A bote pronto

Kepa y Rafinha, uno se queda y otro se va

La actualidad frenética del día a día acostumbra a dejar cabos sueltos. Lo que hoy se certifica con vehemente seguridad, mañana queda en entredicha su veracidad y, a veces, con rotundidad compulsada queda desmentida categóricamente.

Sería el caso del meta vasco Kepa, donde ya las portadas de los dos diarios deportivos de Madrid ya lo vestían de blanco. Kepa Arrizabalaga, natural de Ondárrea, ha renovado por el Athletic Club hasta el año 2025 y una cláusula de rescisión que ha pasado de los veinte millones a los ochenta. Desde este uno de enero, el jugador tenía libertad para negociar su contrato y parecía que el Real Madrid lo tenía atado, según las informaciones que apuntaban que el jugador ya había pasado reconocimiento médico en Madrid por encargo del equipo que preside Florentino Pérez.

El presidente bilbaíno Josu Urrutia, ex jugador rojiblanco, mantuvo un pulso en pos de retener al cancerbero, a pesar de que por su proyección deportiva a sus 23 años, la cláusula de rescisión baja lo ponía en el aparador, con varios equipos potentes que veían una oportunidad de oferta del mercado.

El presidente del Athletic Club ha contado con un colaborador necesario pero imprevisto. Ha resultado el entrenador del Real Madrid que se ha opuesto al fichaje y ha plantado cara a su todopoderoso presidente.

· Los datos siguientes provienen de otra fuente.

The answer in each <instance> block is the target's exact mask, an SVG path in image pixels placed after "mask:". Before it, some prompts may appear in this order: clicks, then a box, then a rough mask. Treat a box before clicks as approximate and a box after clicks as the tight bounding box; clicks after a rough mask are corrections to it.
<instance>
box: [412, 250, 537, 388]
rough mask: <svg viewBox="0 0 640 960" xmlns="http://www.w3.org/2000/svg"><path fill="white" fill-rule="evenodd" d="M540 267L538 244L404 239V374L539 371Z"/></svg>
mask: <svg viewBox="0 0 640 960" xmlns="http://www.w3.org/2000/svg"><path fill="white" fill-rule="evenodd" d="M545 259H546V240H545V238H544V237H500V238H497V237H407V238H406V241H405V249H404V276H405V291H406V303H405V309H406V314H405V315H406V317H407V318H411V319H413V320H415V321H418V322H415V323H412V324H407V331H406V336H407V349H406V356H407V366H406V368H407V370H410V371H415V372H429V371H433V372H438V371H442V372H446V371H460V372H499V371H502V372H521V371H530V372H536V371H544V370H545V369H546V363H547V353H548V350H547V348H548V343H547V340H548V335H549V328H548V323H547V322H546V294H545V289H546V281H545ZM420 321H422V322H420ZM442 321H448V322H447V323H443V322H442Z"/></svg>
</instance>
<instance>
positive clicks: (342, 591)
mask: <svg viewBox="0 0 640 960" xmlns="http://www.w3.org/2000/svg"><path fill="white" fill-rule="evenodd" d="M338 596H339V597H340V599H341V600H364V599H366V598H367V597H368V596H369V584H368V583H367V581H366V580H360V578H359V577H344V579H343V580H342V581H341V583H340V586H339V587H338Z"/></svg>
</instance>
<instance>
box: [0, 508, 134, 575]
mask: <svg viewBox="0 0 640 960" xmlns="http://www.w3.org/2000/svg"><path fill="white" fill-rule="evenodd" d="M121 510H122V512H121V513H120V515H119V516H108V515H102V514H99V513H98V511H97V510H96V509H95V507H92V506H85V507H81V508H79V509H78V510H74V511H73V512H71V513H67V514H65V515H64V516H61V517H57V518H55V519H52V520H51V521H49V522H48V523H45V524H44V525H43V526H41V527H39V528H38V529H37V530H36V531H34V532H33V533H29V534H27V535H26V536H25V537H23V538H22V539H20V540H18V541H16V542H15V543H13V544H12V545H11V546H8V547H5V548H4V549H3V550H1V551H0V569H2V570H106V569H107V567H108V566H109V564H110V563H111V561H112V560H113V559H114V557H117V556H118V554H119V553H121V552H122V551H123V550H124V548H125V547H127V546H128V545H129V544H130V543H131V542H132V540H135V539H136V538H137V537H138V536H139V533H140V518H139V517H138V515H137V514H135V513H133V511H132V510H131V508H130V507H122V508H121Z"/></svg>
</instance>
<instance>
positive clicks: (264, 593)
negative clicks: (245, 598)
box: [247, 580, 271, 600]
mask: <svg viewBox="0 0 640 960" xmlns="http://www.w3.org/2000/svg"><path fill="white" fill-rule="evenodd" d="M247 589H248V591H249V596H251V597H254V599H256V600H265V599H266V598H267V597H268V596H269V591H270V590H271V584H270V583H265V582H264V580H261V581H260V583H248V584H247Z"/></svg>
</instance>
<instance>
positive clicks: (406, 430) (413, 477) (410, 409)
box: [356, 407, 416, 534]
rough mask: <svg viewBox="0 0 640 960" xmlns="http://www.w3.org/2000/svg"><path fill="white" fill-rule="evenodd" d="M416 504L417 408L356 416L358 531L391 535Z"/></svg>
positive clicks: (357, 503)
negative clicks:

Su aval son las dos Champions League consecutivas y la última liga, que salvan su actual debacle en el actual campeonato, donde el líder Barça necesita un retrovisor manipulado de aumento para observarle en la distancia. (19 puntos con un partido menos).

Desde que Jose Mourinho cuestionó a Iker Casillas, hasta entonces titular indiscutido, la portería blanca ha pasado por muchas vicisitudes que no ha conseguido paliar el costarricense Keylor Navas, pese a sus buenas actuaciones no del todo reconocidas.

El mercado de invierno ha traído al Camp Nou a Coutinho, el fichaje soñado, y a Yerry Mina. Se han ido Arda Turan, regalado con la posibilidad de cobrar una propina de trescientos mil euros si el equipo del Istanbul Basaksehir gana la liga turca, Mascherano a precio de venta por confirmar pero que puede equipararse bastante al coste del sustituto colombiano y Rafinha Alcántara.

La marcha al Inter de Milan del jugador hispano-brasileño nacido en San Paulo, es por un contrato de cesión con opción de compra por 35 millones más 3 de variables. No consta en el comunicado del Club que se haya podido llevar a efecto la pretensión de cerrar la obligatoriedad del traspaso en las condiciones económicas pactadas en el caso que el cuadro lombardo se clasifique para la Champions League. Actualmente, los interistas ocupan la tercera posición y se clasifican directamente los cuatro primeros.

Así las cosas, esos números publicados de 35+3 no dejan de ser papel mojado, pues el Inter podrá negociar cualquier otra cantidad y solo actúa en su beneficio si se produjera una revalorización del futbolista en el mercado que superara esas cifras. En definitiva, el paraguas, no nos llevemos a engaño, queda en las manos transalpinas que tienen un derecho reconocido, pero ningún compromiso obligatorio.

Quedan por colocar los catalanes Deulofeu y Aleix Vidal, una vez descartada la marcha de André Gomes, de Alcácer y de Denis Suárez. No es descartable que acaben quedándose, ya que las ofertas del Nápoles y del Sevilla FC son bajas y no cumplen las expectativas.

Los descartes del Real Madrid tienen, ancestralmente, una mayor cotización que los del FC Barcelona. Al margen de la gestión, también tendrá que ver con la característica del juego blaugrana que marca un estilo propio y poco transferible y, por lo tanto, no tan exportable a otras entidades que practican un fútbol con menos firma de autor. O así piensa nuestra pluma.